Boston, 11 March 2013
President Kagame today shared Rwanda’s ongoing journey to socio-economic change with students at the Harvard Business School who have spent the semester studying a case entitled “Rwanda: National Economic Transformation.” Taught by Professor Michael Porter, a leading expert on competitive strategy and competitiveness and economic development of nations, the course chronicles Rwanda’s economy from the 13th Century through the colonial times and independence to the current economic situation.
President Kagame spoke on Rwanda’s transformation as a reflection of people who are shaping their future and believing in their ability to govern themselves:
“We have stopped surviving, we are living. When you are living, there are demands. We want dignity. People of Rwanda know what they want, how they want it. They don’t need anybody to hold their hands and say I must deliver you there. At some point you must say it is my hand and I must move on my own. How to govern ourselves, I don’t see anybody who can give lessons to Rwandans. When we will have problems, we will look each other in the eye and we will agree how to move forward.”

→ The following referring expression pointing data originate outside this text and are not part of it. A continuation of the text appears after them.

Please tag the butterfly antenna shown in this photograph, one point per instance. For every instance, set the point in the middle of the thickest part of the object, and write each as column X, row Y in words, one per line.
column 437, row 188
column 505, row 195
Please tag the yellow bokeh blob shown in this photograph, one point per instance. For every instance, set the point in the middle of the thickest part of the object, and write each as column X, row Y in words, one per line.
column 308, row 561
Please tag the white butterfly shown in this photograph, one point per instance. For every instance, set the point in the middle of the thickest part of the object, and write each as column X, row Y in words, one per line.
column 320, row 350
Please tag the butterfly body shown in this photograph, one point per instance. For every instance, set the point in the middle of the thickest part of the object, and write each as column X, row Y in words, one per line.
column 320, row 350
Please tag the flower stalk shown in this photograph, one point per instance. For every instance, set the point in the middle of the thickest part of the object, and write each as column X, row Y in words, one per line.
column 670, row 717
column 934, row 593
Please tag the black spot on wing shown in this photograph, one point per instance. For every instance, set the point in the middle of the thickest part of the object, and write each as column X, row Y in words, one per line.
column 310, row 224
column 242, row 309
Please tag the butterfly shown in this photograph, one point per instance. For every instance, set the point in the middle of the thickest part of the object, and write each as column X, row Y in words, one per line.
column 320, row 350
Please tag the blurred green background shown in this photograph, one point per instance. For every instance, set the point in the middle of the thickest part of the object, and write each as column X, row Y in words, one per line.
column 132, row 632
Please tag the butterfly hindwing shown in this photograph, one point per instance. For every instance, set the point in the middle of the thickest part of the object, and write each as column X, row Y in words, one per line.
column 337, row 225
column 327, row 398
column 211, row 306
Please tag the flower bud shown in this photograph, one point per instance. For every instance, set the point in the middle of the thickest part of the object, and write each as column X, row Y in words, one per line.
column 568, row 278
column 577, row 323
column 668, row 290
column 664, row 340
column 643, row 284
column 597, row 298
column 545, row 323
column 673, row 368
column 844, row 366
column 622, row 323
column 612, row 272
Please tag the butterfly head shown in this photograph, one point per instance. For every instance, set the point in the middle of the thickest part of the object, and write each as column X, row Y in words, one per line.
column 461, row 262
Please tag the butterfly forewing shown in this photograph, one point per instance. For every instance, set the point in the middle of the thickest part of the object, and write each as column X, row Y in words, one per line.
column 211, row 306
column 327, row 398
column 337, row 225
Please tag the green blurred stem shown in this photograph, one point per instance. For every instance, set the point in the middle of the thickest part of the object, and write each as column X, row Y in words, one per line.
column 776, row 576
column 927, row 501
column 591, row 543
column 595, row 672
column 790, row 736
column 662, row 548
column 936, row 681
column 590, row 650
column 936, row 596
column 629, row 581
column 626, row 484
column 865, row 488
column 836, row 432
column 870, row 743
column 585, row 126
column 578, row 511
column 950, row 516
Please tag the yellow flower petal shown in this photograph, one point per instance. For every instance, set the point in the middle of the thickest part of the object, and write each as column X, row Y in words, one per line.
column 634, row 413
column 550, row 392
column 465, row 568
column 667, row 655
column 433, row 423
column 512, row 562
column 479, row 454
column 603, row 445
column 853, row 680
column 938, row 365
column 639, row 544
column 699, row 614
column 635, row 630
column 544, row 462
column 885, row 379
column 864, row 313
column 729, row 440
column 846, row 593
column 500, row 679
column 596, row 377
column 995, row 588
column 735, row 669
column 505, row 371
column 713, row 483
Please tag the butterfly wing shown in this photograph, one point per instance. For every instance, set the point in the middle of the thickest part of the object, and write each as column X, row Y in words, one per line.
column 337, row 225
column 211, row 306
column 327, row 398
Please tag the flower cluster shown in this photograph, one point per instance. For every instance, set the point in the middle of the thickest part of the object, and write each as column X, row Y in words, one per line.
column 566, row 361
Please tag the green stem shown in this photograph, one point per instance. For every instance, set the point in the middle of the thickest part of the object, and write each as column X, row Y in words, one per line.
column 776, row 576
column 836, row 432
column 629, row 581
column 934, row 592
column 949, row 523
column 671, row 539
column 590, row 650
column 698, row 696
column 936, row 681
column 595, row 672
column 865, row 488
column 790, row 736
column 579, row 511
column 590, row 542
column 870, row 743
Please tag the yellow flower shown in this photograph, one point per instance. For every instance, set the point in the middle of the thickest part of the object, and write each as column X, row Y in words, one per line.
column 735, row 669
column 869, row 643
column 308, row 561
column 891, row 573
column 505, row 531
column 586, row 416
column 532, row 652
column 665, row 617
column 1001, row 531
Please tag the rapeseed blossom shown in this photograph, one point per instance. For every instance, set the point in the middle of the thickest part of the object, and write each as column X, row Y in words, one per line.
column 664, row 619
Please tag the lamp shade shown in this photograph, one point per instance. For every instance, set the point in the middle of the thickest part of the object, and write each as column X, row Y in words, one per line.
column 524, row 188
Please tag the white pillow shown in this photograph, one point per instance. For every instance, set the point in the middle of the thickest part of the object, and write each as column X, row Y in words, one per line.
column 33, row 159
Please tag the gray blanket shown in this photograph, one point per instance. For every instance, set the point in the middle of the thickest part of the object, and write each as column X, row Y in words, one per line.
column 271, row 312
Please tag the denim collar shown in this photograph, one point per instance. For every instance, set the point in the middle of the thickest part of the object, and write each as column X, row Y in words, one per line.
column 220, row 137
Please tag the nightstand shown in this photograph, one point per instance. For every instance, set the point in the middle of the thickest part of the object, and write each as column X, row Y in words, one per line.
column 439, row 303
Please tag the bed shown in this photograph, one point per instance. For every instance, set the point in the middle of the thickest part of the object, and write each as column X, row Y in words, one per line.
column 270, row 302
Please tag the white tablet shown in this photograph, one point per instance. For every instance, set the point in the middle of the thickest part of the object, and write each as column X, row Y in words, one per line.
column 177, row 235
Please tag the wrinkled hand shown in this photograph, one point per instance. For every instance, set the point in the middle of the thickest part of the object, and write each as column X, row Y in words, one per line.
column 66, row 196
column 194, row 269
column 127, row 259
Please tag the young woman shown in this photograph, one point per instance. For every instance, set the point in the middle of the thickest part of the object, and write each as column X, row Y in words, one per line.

On Rwanda’s vision for the future, President Kagame told the students:
“Nothing has ever come to us on a silver platter. We have struggled for everything. Eighteen years ago, dogs were eating corpses of hundreds of thousands of people on the street. That is where we have come from. Today, the problems remaining are good problems. We can now worry about transition, we are no longer worried about survival, about life and death, we have left that behind. We are building institutions, building infrastructure and investing in our people. It’s all about the ambition you have.”
President Kagame also shared the progress Rwanda has experienced in the past years:
“People in Rwanda cannot afford to waste any opportunity. Every day we are looking to see what is it that will make a difference for us. The story of social economic transformation in Rwanda is real. We lifted 1 million people out of poverty in past five years.”
President Kagame will continue his US working visit with an address to over 500 students at the University of Hartford Maurice Greenberg Center for Judaic Studies where the university is launching its Genocide and Holocaust Education Initiative. The address will be titled “Vision 2020” and will focus on Rwanda’s national plan of social transformation.